To make sure you’re not sending out any bad signals, here are nine habits you need to ditch:
Talking about yourself too much. We totally get it, when you’re nervous you tend to blabber non-stop, covering every topic from politics to your dad issues. And while silence can be, well, awkward, keeping up a running monologue can be just as bad. Not only does it seem like you’ve no interest in what he’s got to say, you can come off as self-obsessed. Remember: a conversation requires two people to speak, so try to ask as many questions as you answer. Really listen and respond to what he says and most importantly, keep it light. Don’t mention your uncle’s neighbour’s dog’s funeral, stick to fun topics like the top five places you would like to visit.

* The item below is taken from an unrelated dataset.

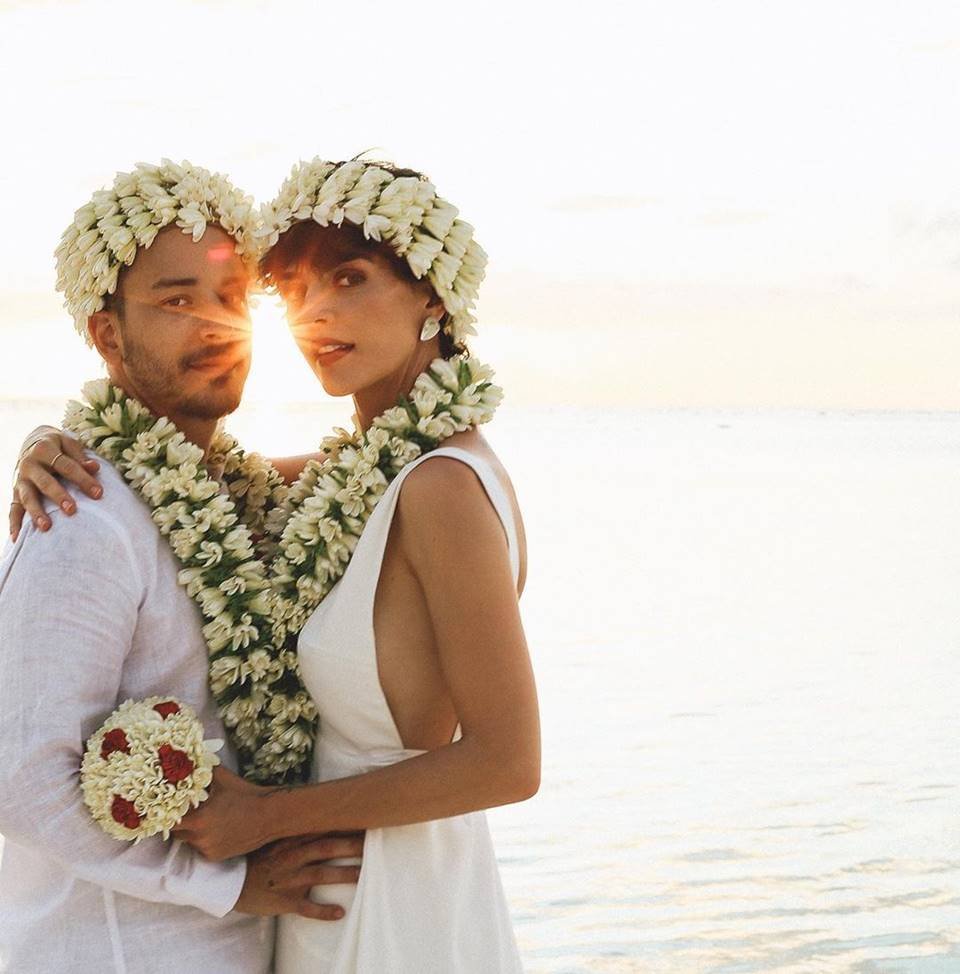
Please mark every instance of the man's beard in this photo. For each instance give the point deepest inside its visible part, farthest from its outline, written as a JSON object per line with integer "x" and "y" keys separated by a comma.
{"x": 156, "y": 383}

Checking out other people or constantly scanning the room. Nothing says, “I’m not in to you” more than constantly looking everywhere but at your date. You’ll come off as bored and snooty. Insist on keeping your eyes trained on the hot bartender and you can kiss a second date goodbye.
Talking about ex or conquests. If you keep mentioning your ex it will sound like you’re still in love with him (even if you couldn’t be more indifferent). It’s best to never mention him at all. The same applies for conquests; no one wants to feel like the one hundredth notch on your belt.
Using or checking your phone too much. Checking your phone is like looking at your watch repeatedly, it shouts: “Why is time moving so SLOWLY? Why won’t this date END!” Sure, it’s the norm to be on your phone 24/7, but that doesn’t mean it’s good manners. Resist the urge to use Instagram, Twitter or Facebook, and NEVER “check in” for the duration of the date. Even if you just want to make sure everyone knows you’re on a date with a hottie, said hottie will think you’re just distracted and rude.
Being too forward. Even if you feel like you’ve known him forever, you haven’t, so don’t be giving it all up straight away. Some guys dig a girl who wants to take him home on the first date and some have, well, more traditional sensibilities. You don’t know which type he is, so play it safe and take your time before initiating a sleepover. More importantly, it’s an unspoken rule that once you sleep with him, you’ve pretty much cut yourself off from the chance of ever dating his friends. What if you call it quits after date two and become mates? You could be cutting yourself from a new pool of potential soul mates.
Ask very personal questions. You’re only just getting to know the guy so don’t start trying to peel back the layers of his soul. This isn’t an interrogation, so don’t get too nosy or he’ll feel uncomfortable and awkward.
Cutting the date short without an explanation. If you need to bail (because that curry hasn’t gone down too well) don’t just vanish into the night. Let him know that you had fun and would like to do it again, but for now you have to head home. Otherwise, he might think you bailed early because you couldn’t spend another minute in his presence.
Not returning his calls. If you don’t want him to play games, then don’t do it either. Most guys are reluctant to do the double-call, because it’s just a little weird. So save him the agony and call him back. We’re not saying you have to do it right away, but he could take no contact as your goodbye.
Avoiding the bill. Sure, most guys still like to try and pay, but they appreciate it if you offer to go dutch. Refusing to split the bill can make you look high-maintenance, and that’s not cool.